Ivaylo Vasilev Pletnyov, 39, of Svishtov, Bulgaria, was sentenced yesterday to four years in prison by U.S. District Court Judge Paul L. Friedman for conspiracy to commit money laundering. Pletnyov was also sentenced to three years of supervised release following his prison term and was ordered to pay $306,502 in restitution. Pletnyov pleaded guilty on Jan. 15, 2009.
Nikolay Georgiev Minchev, 45, of Sofia, Bulgaria, was sentenced yesterday to 30 months in prison for conspiracy to commit wire fraud. Minchev was also sentenced to three years of supervised release following his prison term and was ordered to pay $270,444 in restitution. Minchev pleaded guilty on Sept. 21, 2008.
According to court documents, from approximately July 2005 through May 2006, Pletnyov and Minchev participated in a scheme to post advertisements on eBay and other web sites, fraudulently offering expensive vehicles and boats for sale that they did not possess. When the U.S. victims expressed interest in the merchandise, they were contacted directly by an e-mail from a purported seller. The victims were then instructed to wire transfer payments through "eBay Secure Traders"—an entity which has no actual affiliation to eBay but was used as a ruse to persuade the victims that they were sending money into a secure escrow account pending delivery and inspection of their purchases. Instead, the victims’ funds were wired directly into bank accounts in Hungary, Slovakia, the Czech Republic and Greece that were controlled by Pletnyov, Minchev and their co-conspirators. According to court documents, in less than one year, the criminal conspiracy netted more than $1.2 million from U.S. victims.

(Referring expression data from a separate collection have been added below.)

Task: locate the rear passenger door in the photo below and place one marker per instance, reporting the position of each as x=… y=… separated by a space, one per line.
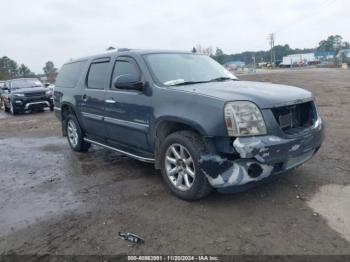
x=127 y=112
x=93 y=96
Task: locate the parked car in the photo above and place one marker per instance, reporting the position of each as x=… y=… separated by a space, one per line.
x=2 y=85
x=184 y=112
x=26 y=94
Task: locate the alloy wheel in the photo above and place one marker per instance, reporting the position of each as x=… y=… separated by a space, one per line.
x=179 y=167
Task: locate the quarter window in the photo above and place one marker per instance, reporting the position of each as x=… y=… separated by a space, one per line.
x=69 y=74
x=125 y=67
x=97 y=75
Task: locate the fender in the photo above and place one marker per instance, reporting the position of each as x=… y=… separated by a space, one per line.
x=189 y=122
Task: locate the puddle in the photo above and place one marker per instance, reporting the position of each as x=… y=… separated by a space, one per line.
x=333 y=203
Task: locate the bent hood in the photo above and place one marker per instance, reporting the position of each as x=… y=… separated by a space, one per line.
x=265 y=95
x=29 y=90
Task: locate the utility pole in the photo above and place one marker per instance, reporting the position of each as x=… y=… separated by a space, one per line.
x=271 y=39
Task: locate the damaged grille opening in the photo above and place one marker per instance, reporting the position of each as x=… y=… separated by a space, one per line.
x=295 y=118
x=35 y=94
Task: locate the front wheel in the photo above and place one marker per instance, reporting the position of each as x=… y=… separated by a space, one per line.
x=180 y=154
x=13 y=110
x=75 y=135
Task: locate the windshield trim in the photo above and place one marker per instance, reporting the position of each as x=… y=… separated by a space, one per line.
x=154 y=77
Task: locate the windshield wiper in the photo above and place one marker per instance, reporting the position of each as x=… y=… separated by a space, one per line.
x=189 y=83
x=223 y=78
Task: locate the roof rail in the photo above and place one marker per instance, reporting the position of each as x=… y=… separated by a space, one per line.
x=123 y=49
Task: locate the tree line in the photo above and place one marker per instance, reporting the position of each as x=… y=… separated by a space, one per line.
x=10 y=69
x=333 y=43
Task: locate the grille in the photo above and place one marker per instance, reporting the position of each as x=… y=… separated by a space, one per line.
x=295 y=118
x=35 y=94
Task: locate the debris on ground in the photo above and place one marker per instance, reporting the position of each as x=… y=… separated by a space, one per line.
x=131 y=237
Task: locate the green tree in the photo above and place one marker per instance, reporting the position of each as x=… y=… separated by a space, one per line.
x=332 y=43
x=8 y=68
x=24 y=71
x=50 y=71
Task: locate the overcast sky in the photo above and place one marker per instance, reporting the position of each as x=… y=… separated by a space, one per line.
x=35 y=31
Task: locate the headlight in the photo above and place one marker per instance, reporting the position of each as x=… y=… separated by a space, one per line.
x=244 y=118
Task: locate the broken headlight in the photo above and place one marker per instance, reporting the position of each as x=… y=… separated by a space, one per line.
x=244 y=118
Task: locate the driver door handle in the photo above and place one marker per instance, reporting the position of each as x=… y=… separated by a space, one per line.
x=110 y=101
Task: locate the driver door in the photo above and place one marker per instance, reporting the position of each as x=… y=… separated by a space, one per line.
x=127 y=112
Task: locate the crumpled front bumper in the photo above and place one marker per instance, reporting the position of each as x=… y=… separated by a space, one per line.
x=260 y=158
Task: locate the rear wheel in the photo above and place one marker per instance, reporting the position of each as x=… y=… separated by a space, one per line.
x=75 y=135
x=180 y=154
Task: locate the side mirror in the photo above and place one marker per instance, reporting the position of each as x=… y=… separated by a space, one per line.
x=128 y=81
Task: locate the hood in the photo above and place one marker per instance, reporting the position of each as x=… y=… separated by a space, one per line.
x=30 y=90
x=265 y=95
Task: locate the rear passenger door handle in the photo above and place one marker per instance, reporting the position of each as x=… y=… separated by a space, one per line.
x=110 y=101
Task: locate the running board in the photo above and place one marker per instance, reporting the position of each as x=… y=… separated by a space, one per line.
x=143 y=159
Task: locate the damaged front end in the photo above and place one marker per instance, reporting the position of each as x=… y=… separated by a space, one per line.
x=260 y=158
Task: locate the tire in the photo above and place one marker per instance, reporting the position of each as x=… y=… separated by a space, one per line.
x=193 y=147
x=75 y=135
x=13 y=111
x=6 y=108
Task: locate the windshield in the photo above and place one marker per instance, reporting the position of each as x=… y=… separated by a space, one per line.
x=25 y=83
x=176 y=69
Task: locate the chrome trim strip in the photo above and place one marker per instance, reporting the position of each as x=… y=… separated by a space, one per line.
x=144 y=159
x=110 y=101
x=36 y=103
x=92 y=116
x=116 y=121
x=120 y=122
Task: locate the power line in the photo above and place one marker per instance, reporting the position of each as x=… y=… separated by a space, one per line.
x=323 y=4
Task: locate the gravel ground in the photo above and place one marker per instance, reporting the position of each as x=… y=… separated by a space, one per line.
x=55 y=201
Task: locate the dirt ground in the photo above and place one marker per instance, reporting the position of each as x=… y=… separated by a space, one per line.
x=55 y=201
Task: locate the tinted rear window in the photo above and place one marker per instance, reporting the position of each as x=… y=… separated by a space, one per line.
x=69 y=74
x=97 y=75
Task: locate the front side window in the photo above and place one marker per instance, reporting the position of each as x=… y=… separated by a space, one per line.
x=25 y=83
x=182 y=68
x=97 y=75
x=125 y=67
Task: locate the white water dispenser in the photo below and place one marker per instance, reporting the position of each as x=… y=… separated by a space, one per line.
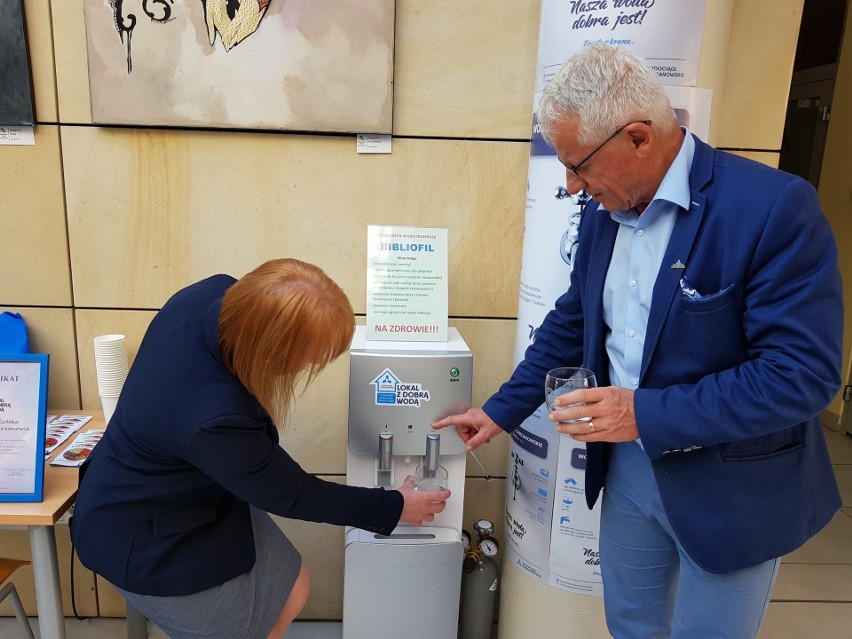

Pletnyov and Minchev were originally charged on Jan. 9, 2008, along with four additional defendants: Roman Teodor, Georgi Vasilev Pletnyov, Georgi Boychev Georgiev and Antoaneta Angelova Getova. The United States continues to work with foreign counterparts in Romania and Poland regarding the remaining defendants. An indictment is merely an accusation and the defendants are presumed innocent until and unless proven guilty at trial beyond a reasonable doubt.
This investigation was conducted by the FBI – Hungarian National Bureau of Investigation (HNBI) Organized Crime Task Force located in Budapest, Hungary (Budapest Task Force). The Budapest Task Force was established by the FBI in April 2000 in an effort to address the increasing threat of Eurasian organized crime groups to the United States. Its objective was to develop cooperation with law enforcement in Central/Eastern Europe, and to identify transnational cases with a nexus to the United States.
The case is being prosecuted by Trial Attorney Lisa Page of the Criminal Division’s Organized Crime and Racketeering Section. The Criminal Division’s Office of International Affairs provided significant assistance on this case.